Blah, no wonder all Types wiped out their planets' living populaces. No planet-mate=immortality

- Having enough reality warping power to enforce known concept of death on her. I doubt you'll need universal or omnipotent for this task. Lesser reality warping based on stuff like Probability warping is not going to cut it though.


Of course, with enough pure power, you can turn ORT into a smoking crater anyway. She won't die, yes, but it will take time to rebuild herself back to the height of her power. 


Also, we don't know whether ORT is mindless or not. She's currently non-responsive however, and sleep 24/7


----------



## SpaceMook (Aug 30, 2011)

If you actually manage to kill Type-Mercury it'll likely result in the destruction of the continent its on if the death of Type-Jupiter is any indication (Its death wiped out North America when killed by Ado Edem using Slash Emperor. Type-Mercury being the physically strongest of the Aristoteles should produce a similar effect if it dies.)


----------



## DestinyDestroyer (Aug 30, 2011)

Dandy Elegance said:


> So, so, _so_ tempted to capitalise on this...



I was just stating that a character with that kind of power would allow it to slaughter every single being in the verse

Which none of the GR have that kind of power


----------



## DestinyDestroyer (Aug 31, 2011)

Ok, so the result is clear

They stop at ORT, but wipe most of the verse


----------



## willyvereb (Aug 31, 2011)

SpaceMook said:


> If you actually manage to kill Type-Mercury it'll likely result in the destruction of the continent its on if the death of Type-Jupiter is any indication (Its death wiped out North America when killed by Ado Edem using Slash Emperor. Type-Mercury being the physically strongest of the Aristoteles should produce a similar effect if it dies.)


Nah, that was special to Type-JUPITER.
You know the Type which had a pseudo-star as its core. Also it techniqcally wiped two continents since it destroyed entire Eurasia in the process.

Anyways, here's a summary on what can the ORT do:

- Is 40 meters high

- is considered the strongest Type, the so-called "hidden boss character"

- can achieve escape velocity (by powerscaling well above Mach 30 since there are Types that escaped even the Jupiter's gravitation)

- can travel from Mercury to Earth (in unknown time interval)

- Has a body harder, sharper, more durable,more flexible and more heat resistant than anything made on Earth

- Which means his tentacles are also sharper than anything that can be made on Earth. Add powerscaling that it is supposedly far stronger than Servants, it very likely has 100+ tons of strength.

- Has durability far far above city level (even the weakest Types consider nuke level blasts as little more than a nuisance)

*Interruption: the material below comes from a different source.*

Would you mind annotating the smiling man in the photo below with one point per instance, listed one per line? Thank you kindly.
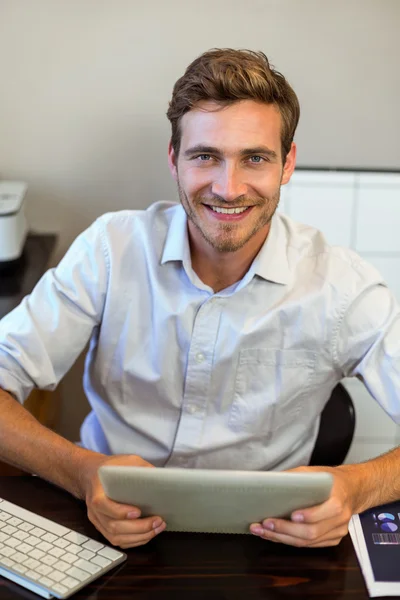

- Has no concept of death by the normal human sense

- Even if ORT is physically destroyed, it's eventually getting resurrected by the will of Mercury

- Regretfully that also means its life is linked to planet mercury. The destruction of the planet means ORT's death.

- can absorb organic beings to gain their knowledge

- that way it can "learn" to speak by replaying the memories of the absorbed creature like using a tape recorder

- has no consciousness by the human sense

- ORT is pretty damn lazy and doesn't do anything unless provoked

- has Crystal Valley, an ability similar but superior to Arcueid's Marble Phantasm

- It enforces the reality of Mercury on the Earth's Supreme Reality Marble thus recreating the  environment of Mercury.

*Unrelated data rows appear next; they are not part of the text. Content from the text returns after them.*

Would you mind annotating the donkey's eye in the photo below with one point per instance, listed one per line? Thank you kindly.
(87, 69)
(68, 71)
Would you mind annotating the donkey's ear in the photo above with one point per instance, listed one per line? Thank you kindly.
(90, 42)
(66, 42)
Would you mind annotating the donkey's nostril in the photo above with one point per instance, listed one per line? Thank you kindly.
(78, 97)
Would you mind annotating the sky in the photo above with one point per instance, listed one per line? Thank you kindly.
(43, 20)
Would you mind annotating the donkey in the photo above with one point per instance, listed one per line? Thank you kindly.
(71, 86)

- It transforms the entire surface into crystalline-like structures, including even any unfortunate creature caught inside the Crystal Valley

- The range of this ability is unknown but based on the character art it's the very least 5-10 times of the ORT's height IIRC. So 200-400 meters of radius.

-  Crystal Valley requires no effort on ORT's part because it's totally natural to his existence.


That's all we know. The rest are just wild speculations IMO.

Yeah, not counting Ryougi's hyperbole and the still featless Akasha, Jedah can solo the Nasuverse.


----------



## DestinyDestroyer (Aug 31, 2011)

willyvereb said:


> Nah, that was special to Type-JUPITER.
> You know the Type which had a pseudo-star as its core. Also it techniqcally wiped two continents since it destroyed entire Eurasia in the process.
> 
> Anyways, here's a summary on what can the ORT do:
> ...



Ok. But I wasn't taking Jedah or Pyron into consideration. I was just talking about how far the GRs will make it in the Nasuverse

I could also throw Sirius in, but that's not the case


----------



## Dandy Elegance (Aug 31, 2011)

willyvereb said:


> Nah, that was special to Type-JUPITER.
> You know the Type which had a pseudo-star as its core. Also it techniqcally wiped two continents since it destroyed entire Eurasia in the process.
> 
> Anyways, here's a summary on what can the ORT do:
> ...



That's pretty damn impressive.  I like it when people provide information about something rather than just going 'x characters wins'.


----------